Em meio ao consenso de que o conflito na Ucrânia acendeu uma espécie de alerta global para a importância da independência no setor de defesa, o Brasil ainda analisa quais caminhos seguir e o que será preciso para garantir uma forte capacidade de resposta para os complexos desafios do mundo contemporâneo.
Embora o caso de cada país “dependa muito do seu contexto doméstico”, o Brasil tem dois problemas estruturais dentro de suas Forças Armadas que precisam ser sanados. Em primeiro lugar, “a desconexão com os interesses da sociedade civil”. Em segundo, as “falhas nas políticas de investimento orçamentárias”. O analista apontou que o país consome “mais de 85% do seu orçamento de defesa em gasto com pessoal”.
Foi o que explicou o especialista em ciência política e relações internacionais Lucas Rezende, professor da Universidade Federal de Minas Gerais (UFMG) e membro da Associação Brasileira de Estudos de Defesa (ABED), em entrevista ao site Sputnik News.
“As nossas Forças Armadas gastam errado e gastam sem consultar a sociedade. O caminho deveria ser inverso. A sociedade, por meio dos seus líderes eleitos, deveria se organizar e elaborar uma política nacional de defesa, uma estratégia que seria passada ao Ministério da Defesa e às Forças Armadas”, comentou Lucas Rezende.

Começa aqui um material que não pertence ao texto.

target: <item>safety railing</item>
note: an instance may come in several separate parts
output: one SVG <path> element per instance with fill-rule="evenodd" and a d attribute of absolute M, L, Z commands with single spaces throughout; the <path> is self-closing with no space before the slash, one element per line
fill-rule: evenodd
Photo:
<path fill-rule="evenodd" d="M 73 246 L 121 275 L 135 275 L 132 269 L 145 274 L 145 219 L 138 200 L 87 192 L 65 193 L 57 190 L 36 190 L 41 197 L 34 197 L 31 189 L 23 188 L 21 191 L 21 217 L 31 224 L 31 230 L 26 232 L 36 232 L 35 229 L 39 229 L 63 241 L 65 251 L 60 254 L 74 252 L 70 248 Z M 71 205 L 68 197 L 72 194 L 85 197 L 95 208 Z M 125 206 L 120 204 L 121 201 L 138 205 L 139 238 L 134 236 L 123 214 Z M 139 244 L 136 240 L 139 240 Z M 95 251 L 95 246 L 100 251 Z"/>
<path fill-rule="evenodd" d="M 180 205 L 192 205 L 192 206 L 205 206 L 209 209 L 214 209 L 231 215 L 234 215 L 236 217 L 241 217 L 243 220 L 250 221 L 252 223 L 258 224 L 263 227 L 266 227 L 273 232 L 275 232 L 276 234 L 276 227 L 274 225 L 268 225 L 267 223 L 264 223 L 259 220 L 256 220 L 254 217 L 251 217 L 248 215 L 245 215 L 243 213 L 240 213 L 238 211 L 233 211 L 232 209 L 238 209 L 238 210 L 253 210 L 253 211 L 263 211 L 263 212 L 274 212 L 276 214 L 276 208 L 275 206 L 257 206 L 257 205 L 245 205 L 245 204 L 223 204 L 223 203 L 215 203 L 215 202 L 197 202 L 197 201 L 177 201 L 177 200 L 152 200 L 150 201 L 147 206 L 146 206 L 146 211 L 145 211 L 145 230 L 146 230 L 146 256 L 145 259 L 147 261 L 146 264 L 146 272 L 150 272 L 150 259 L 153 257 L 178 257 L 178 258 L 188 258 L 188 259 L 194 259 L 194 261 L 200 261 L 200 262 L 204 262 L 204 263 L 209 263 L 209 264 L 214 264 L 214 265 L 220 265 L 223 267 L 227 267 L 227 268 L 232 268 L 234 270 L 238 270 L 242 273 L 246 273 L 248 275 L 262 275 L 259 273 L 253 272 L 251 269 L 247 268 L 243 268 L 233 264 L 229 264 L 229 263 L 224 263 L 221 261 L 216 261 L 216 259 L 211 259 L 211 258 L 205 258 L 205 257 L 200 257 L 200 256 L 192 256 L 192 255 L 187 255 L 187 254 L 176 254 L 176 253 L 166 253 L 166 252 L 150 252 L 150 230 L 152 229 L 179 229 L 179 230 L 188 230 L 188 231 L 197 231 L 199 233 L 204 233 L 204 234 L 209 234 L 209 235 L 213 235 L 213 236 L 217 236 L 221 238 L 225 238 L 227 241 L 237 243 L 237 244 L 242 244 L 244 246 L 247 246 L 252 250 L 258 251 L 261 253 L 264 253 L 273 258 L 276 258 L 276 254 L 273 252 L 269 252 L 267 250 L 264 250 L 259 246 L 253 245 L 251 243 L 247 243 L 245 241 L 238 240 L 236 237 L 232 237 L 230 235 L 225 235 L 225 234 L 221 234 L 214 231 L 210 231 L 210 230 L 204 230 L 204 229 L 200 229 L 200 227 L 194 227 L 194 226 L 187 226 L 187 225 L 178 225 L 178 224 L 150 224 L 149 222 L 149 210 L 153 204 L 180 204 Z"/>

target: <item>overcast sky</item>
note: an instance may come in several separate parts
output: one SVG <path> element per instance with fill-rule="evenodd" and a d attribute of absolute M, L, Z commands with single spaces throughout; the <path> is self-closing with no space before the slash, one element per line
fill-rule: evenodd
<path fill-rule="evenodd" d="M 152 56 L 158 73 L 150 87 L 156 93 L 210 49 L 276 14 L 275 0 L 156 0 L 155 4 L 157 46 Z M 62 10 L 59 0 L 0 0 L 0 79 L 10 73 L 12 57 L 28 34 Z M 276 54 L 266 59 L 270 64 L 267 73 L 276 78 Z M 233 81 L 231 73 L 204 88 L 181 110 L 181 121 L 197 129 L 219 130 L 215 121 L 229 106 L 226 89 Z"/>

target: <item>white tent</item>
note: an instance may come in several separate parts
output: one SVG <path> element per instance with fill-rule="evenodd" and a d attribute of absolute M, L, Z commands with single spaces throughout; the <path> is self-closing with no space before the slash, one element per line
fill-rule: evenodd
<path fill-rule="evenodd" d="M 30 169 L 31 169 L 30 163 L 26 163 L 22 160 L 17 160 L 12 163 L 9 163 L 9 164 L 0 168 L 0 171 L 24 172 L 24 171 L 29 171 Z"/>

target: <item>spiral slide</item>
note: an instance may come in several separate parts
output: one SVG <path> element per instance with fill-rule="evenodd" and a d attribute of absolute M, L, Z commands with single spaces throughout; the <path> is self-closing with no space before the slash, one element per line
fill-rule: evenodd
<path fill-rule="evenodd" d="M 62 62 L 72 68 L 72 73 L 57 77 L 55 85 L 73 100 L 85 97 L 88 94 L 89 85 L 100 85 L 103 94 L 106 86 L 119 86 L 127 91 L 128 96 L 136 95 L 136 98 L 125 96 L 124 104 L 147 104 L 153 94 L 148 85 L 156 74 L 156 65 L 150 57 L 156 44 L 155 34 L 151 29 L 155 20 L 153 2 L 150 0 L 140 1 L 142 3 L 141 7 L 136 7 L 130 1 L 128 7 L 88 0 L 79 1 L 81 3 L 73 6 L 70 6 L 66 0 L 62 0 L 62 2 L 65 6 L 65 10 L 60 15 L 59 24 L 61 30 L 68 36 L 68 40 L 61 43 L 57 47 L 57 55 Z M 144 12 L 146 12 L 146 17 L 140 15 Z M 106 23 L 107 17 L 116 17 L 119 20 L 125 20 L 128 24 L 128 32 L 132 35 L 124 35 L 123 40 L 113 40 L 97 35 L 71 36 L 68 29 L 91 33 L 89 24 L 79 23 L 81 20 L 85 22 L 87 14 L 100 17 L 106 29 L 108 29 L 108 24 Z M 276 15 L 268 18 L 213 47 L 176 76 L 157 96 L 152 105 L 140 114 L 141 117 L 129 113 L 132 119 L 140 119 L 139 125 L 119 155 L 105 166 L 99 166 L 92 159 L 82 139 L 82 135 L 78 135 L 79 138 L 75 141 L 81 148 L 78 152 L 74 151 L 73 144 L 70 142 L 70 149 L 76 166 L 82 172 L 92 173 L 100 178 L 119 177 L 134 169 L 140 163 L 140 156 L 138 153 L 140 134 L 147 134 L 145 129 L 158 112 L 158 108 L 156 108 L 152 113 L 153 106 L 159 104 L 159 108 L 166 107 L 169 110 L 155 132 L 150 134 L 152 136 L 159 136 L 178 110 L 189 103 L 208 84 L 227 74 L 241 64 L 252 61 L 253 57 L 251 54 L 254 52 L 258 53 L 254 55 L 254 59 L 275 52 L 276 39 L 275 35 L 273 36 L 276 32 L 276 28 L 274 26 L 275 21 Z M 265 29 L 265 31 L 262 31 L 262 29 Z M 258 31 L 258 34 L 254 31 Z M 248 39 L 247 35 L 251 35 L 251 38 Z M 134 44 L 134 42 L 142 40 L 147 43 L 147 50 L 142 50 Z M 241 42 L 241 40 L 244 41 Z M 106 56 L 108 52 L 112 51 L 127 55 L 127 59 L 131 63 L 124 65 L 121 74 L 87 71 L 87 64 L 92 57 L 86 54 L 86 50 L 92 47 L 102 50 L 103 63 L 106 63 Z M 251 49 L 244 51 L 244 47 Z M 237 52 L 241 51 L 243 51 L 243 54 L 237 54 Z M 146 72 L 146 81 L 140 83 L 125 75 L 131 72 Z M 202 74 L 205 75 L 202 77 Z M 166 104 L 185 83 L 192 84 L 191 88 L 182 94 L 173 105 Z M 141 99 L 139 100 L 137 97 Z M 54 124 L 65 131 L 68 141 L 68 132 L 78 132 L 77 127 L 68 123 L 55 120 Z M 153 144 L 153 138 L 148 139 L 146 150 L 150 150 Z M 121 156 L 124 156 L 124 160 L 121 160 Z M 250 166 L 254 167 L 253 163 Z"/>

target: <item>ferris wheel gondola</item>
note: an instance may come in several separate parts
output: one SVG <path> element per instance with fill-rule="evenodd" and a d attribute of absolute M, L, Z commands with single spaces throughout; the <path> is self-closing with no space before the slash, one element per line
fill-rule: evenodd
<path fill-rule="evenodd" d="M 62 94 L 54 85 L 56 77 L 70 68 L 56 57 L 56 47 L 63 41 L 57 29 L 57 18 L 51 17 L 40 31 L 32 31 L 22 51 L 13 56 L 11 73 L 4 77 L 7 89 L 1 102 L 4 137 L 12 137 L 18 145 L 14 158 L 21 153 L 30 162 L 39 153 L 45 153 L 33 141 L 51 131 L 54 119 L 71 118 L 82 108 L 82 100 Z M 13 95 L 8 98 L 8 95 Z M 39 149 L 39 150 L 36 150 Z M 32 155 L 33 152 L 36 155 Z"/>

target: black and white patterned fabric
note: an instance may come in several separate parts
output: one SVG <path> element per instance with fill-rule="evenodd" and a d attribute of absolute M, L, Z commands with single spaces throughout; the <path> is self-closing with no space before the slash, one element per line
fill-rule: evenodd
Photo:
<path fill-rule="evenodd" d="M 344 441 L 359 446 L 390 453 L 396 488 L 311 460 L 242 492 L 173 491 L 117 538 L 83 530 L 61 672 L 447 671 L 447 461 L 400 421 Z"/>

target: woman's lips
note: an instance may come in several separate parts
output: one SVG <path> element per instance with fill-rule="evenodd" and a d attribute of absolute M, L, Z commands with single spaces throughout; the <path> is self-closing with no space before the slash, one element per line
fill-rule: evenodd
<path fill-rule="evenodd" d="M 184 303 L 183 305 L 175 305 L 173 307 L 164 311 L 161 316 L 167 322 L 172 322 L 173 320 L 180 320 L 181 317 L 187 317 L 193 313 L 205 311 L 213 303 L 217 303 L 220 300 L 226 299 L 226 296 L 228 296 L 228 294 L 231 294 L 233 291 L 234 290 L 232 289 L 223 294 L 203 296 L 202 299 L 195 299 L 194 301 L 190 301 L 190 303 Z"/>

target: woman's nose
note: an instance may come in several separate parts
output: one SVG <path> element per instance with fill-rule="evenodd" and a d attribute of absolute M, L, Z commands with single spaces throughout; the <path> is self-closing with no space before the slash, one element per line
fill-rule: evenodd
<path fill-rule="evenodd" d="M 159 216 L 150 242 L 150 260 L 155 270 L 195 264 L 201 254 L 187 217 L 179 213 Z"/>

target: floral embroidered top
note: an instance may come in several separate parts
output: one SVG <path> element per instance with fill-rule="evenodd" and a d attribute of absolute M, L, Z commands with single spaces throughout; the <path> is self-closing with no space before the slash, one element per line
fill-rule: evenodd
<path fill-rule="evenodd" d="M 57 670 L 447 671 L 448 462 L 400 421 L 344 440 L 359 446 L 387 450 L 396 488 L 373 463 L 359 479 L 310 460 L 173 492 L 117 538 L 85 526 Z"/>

Entretanto, disse ele, “a coisa no Brasil é invertida”, enfatizando que essa discussão tornou-se fundamental porque o mundo passa por momento de grande tensão.
“O mundo está em guerra”, disse Lucas Rezende, que entende que um determinado cenário de cooperação internacional que existia no pós-Guerra Fria, “principalmente ligado à integração e cooperação internacional”, foi rompido. “É natural que se incrementem os gastos em defesa”, comentou.
E qual é o caminho para o Brasil?
Para reativar o setor de defesa do Brasil na esteira dos problemas geopolíticos que cercam a nação, o especialistas Lucas Rezende explicou que a solução passa pela expansão das parcerias regionais, sobretudo no âmbito da União de Nações Sul-Americanas (Unasul). Ele entende que existem problemas orçamentários envolvendo o Ministério da Defesa e que, “sim, sobra pouco dinheiro para poder investir na defesa do país”. Mas solucionar esse problema é mais simples, é preciso “reformar as Forças Armadas para poder diminuir consideravelmente o número de militares da ativa”.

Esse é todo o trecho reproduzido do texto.